А вот у соседей был коров десяток, да земли больше всех, потому что у них в семье мужиков народилось много. И работали они от зари до зари. Вот их всех однажды ночью из дома повыгоняли и куда-то увезли, далеко. Ох хозяйки и плакали. Не вернулись они никогда.
А в Опалёво устроили колхоз. Это когда не сам на себя свою землю пашешь, а всё общее. Коллективное хозяйство. Земля общая, коровы общие, кони общие. К этому времени деда Матвея уже не было, в избе жили Николай с Матрёной, да Иван с Варюшкой, новой женой. И Саша.
Саша давно хотел учиться дальше. В Опалёво учиться ему было больше нечему, все книжки в школе не по разу прочитал. И как ему семнадцать лет сровнялось, собрался он и уехал. Иногда приезжал, рассказывал, как учится. Однажды даже колхозную землю помогал деревенским мерить, по науке. А потом перестал приезжать, наверное, занят был, учился много. В избе письма его читали вслух. Саша писал, что учится хорошо, потом сам стал учителем. Но к нам в деревню не вернулся, в городе остался.
Там и Иван с Варюшкой в город подались, а Николай с Матрёной остались в избе доживать. Пришли трудные времена. А когда у крестьян времена лёгкими были? Разве, когда ты молодой, весёлый, сильный, тебе всё нипочём.
Куркиёка
Яша молча слушал. Тюпа, конечно, многое в жизни повидал, куда Яше до него.

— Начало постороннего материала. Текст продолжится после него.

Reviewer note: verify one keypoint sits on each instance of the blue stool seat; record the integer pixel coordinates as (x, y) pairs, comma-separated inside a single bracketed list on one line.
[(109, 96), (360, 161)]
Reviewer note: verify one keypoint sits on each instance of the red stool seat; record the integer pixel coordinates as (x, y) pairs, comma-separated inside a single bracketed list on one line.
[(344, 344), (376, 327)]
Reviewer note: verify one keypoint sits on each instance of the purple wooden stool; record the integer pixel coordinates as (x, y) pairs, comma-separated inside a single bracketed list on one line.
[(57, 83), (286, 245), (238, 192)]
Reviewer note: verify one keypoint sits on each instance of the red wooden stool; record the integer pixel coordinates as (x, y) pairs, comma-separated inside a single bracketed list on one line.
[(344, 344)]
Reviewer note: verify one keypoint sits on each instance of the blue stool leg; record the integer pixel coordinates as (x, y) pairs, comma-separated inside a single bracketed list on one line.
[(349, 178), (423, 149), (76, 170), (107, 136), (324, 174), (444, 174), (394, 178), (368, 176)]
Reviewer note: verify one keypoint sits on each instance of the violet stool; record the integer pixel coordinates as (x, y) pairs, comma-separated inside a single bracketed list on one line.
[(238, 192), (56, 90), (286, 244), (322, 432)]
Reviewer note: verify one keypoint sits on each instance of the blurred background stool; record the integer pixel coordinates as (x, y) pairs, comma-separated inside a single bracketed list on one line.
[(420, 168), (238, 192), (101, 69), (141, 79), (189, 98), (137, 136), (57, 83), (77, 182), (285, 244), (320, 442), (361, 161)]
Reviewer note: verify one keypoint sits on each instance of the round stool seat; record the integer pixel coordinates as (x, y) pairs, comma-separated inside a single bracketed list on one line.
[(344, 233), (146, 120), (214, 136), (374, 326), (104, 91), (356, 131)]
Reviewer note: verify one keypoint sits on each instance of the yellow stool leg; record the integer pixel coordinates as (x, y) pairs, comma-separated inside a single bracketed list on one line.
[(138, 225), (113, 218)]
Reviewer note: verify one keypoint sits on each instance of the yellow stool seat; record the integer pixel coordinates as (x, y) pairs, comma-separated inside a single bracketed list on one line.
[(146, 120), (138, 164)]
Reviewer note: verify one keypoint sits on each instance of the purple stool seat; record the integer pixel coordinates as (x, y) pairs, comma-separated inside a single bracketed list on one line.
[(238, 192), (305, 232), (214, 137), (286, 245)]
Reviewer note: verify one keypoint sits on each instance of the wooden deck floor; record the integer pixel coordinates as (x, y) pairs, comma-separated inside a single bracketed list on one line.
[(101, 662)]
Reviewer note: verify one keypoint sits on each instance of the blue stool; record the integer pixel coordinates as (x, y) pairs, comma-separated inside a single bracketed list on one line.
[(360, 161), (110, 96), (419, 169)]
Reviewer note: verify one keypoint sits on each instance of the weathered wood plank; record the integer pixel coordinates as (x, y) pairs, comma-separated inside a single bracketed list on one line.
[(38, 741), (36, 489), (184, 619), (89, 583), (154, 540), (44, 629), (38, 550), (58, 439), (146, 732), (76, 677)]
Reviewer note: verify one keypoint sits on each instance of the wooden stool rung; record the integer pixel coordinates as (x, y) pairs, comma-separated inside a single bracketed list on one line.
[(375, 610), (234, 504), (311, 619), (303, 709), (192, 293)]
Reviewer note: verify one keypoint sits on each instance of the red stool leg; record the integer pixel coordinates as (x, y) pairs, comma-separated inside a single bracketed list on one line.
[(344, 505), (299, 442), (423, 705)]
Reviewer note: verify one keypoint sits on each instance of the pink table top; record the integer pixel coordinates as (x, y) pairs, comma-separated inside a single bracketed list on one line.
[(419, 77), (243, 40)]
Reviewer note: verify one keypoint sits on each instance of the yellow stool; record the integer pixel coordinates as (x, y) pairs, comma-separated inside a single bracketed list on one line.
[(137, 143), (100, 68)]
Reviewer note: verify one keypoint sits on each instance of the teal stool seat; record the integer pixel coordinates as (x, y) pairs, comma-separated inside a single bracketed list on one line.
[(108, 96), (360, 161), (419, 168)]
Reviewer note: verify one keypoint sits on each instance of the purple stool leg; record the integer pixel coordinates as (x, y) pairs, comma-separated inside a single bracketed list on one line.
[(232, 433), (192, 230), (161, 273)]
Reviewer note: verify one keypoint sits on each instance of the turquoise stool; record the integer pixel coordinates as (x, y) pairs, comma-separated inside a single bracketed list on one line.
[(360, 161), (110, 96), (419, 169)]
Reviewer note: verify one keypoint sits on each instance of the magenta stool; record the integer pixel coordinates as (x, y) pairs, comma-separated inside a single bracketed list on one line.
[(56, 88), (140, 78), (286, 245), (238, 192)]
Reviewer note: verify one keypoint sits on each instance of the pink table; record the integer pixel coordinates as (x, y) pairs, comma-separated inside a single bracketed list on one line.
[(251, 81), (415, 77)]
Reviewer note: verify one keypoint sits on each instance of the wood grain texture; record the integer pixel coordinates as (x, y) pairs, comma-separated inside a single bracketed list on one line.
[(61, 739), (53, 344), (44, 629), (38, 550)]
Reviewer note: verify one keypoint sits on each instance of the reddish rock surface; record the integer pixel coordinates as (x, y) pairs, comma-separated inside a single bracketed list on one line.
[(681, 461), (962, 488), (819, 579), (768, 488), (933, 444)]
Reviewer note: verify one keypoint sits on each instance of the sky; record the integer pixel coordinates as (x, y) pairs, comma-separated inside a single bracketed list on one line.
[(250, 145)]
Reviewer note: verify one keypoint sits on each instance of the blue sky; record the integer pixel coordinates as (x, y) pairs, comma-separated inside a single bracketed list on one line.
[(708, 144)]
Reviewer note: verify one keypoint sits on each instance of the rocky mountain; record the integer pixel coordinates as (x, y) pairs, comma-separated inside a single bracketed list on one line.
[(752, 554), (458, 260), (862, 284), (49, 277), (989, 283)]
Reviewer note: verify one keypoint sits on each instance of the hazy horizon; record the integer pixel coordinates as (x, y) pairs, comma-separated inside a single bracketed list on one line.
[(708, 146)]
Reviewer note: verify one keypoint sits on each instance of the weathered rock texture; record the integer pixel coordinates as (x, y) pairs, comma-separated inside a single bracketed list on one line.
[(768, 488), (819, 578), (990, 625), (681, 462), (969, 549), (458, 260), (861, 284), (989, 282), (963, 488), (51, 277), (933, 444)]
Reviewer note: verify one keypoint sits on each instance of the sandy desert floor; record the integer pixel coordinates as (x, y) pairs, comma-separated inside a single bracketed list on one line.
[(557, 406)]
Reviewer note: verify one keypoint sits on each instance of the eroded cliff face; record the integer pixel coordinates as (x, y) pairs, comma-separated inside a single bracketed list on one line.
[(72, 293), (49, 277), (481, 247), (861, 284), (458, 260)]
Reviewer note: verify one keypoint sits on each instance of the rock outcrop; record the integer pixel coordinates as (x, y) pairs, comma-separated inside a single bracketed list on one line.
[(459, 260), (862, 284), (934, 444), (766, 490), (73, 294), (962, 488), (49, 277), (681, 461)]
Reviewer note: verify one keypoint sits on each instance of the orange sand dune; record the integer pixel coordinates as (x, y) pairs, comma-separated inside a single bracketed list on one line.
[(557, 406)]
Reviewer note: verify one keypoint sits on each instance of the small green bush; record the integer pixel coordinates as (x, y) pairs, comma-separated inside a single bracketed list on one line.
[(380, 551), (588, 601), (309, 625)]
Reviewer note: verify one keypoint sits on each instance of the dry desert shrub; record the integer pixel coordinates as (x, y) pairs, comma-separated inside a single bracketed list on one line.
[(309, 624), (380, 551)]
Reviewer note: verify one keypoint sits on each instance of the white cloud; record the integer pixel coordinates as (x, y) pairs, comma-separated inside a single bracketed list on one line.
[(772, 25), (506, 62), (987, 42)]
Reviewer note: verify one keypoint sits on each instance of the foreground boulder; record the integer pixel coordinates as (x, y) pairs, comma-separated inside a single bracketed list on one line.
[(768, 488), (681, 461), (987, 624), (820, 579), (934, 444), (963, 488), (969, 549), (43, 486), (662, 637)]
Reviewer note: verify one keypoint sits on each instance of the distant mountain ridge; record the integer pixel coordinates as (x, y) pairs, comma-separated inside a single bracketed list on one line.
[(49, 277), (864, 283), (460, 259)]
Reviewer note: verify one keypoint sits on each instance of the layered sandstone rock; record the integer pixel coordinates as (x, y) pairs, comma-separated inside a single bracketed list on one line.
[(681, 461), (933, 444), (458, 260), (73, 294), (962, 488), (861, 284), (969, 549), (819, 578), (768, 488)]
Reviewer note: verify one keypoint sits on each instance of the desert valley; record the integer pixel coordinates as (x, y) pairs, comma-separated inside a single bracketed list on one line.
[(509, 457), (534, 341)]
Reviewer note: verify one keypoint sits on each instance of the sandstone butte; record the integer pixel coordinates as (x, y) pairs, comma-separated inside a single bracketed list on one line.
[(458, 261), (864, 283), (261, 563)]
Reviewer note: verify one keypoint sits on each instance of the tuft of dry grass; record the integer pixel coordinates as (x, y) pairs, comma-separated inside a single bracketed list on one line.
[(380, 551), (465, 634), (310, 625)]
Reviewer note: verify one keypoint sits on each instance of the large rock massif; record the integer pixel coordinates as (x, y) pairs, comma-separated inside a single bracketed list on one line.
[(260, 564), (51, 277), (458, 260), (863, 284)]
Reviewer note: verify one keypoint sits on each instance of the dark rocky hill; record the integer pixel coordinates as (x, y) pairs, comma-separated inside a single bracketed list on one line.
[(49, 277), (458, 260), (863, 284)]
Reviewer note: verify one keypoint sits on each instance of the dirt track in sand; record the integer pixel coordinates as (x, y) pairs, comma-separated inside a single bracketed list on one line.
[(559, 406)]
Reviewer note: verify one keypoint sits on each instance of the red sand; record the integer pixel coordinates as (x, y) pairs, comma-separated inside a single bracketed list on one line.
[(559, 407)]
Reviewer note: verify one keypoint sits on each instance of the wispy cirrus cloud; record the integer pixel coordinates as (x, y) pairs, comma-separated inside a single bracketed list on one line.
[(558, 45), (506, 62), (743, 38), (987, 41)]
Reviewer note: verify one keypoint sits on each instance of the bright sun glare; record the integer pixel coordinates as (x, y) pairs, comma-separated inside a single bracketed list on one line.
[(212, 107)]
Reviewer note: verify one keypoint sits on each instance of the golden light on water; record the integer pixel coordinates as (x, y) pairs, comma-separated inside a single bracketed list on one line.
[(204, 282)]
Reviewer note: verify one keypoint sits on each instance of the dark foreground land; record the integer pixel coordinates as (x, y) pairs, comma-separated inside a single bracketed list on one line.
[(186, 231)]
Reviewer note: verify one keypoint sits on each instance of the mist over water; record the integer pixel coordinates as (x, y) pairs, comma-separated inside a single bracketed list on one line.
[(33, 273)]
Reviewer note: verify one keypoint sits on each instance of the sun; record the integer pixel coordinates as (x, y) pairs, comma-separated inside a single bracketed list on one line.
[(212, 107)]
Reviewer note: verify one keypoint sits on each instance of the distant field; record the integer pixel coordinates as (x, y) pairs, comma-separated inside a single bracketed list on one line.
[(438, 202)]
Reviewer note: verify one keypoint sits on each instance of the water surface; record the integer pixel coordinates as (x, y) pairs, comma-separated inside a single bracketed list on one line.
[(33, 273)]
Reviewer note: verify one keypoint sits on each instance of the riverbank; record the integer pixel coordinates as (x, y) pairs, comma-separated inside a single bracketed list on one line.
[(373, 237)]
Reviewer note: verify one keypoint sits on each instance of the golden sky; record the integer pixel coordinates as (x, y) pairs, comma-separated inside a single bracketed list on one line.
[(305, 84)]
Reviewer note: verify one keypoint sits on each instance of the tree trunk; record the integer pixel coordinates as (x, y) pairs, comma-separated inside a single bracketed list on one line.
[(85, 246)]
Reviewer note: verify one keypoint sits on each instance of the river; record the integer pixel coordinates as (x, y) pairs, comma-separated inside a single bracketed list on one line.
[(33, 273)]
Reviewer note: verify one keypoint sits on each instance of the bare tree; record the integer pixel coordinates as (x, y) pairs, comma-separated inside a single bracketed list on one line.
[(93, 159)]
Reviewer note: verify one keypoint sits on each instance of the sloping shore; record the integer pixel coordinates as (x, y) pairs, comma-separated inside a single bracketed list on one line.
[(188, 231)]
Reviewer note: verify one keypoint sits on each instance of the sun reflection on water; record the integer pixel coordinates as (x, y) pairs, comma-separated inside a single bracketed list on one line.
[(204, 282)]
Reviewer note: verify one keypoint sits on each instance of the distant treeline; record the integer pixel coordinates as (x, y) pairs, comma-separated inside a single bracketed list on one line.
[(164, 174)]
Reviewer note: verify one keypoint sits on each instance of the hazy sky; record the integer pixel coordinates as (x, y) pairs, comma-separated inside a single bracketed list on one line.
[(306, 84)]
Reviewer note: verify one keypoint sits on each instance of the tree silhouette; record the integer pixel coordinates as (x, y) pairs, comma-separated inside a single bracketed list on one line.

Но и коту было что рассказать суседке. Это было так странно, так необычно, что он долго думал, как начать. Наконец, решился.
– Знаешь… А у нас на даче тоже живёт домовой, только он не домовой, а куркиёка. От прежних хозяев остался.
– Да ты что? Так-таки от прежних хозяев домовой? Ну и перепуталось же всё у людей по нынешним временам. Домовых теряют. Раньше-то, переселяясь, домового всегда с собой брали.
– В переноске?
– Экий ты смешной. Кто ж домовых в переносках носит. Не коты, поди. Домового с собой позвать надо. Это не просто, это уметь надо. Да и то, захочет ли. Этого, что ли, тоже забыли? А куда прежние хозяева делись? – удивился Тюпа.
– Это очень долгая история. Только он мне её не рассказывает. Куркиёка мне картинки показывает. Я его и не видел никогда, только слышал. И картинки его смотрел, как будто сны. К тому же, он по-русски не говорит. Принципиально. А я его языка не понимаю.
– Как так? – поразился Тюпа
– Ну так. Не все же люди по-русски говорят. Некоторые люди на своём языке говорят. В вентиляции в туалете было слышно, помнишь?
– У нас в туалете в вентиляции все по-русски говорят. Вчера верхняя мама говорила дочке идти зубы чистить.
– Это сейчас там мама. А раньше оттуда дяденьки кричали, совершенно непонятно. Неужели не помнишь?
– Нет. Раньше я вообще плохо соображал.
– А ещё из серого ящика у хозяев иногда поют непонятно. Музыка понятно, а слова – нет. А говорит понятно.
– Ящик непонятный, вот и поёт непонятно. Так что куркиёка?
– Куркиёка показывает мне картинки про прежних хозяев, которые жили в доме раньше, до моих. Очень сильно раньше. Сам он под крышей веранды живёт, никогда не выходит. А зимой на чердак перебирается. Только стучит в потолок в разных местах, ходит там тихонечко. Картинки его вижу, когда на веранде сплю. Не поймёшь, то ли картинки, то ли истории. Живые такие картинки.
Ещё я точно знаю, что куркиёка грустный. И когда-то давно очень на людей сердился, но не на моих. На кого-то другого. Моих он, как бы сказать… простил, что ли. Смирился. Нет, не то. Не знаю, как сказать. Притерпелся. Обиды не держит. Не то, чтобы принял как своих, нет. Но обиды не держит.
– Да что за обида-то?
– Раньше в этом доме жили другие.
– Кто другие? – испугался Тюпа. – Не люди, что ли?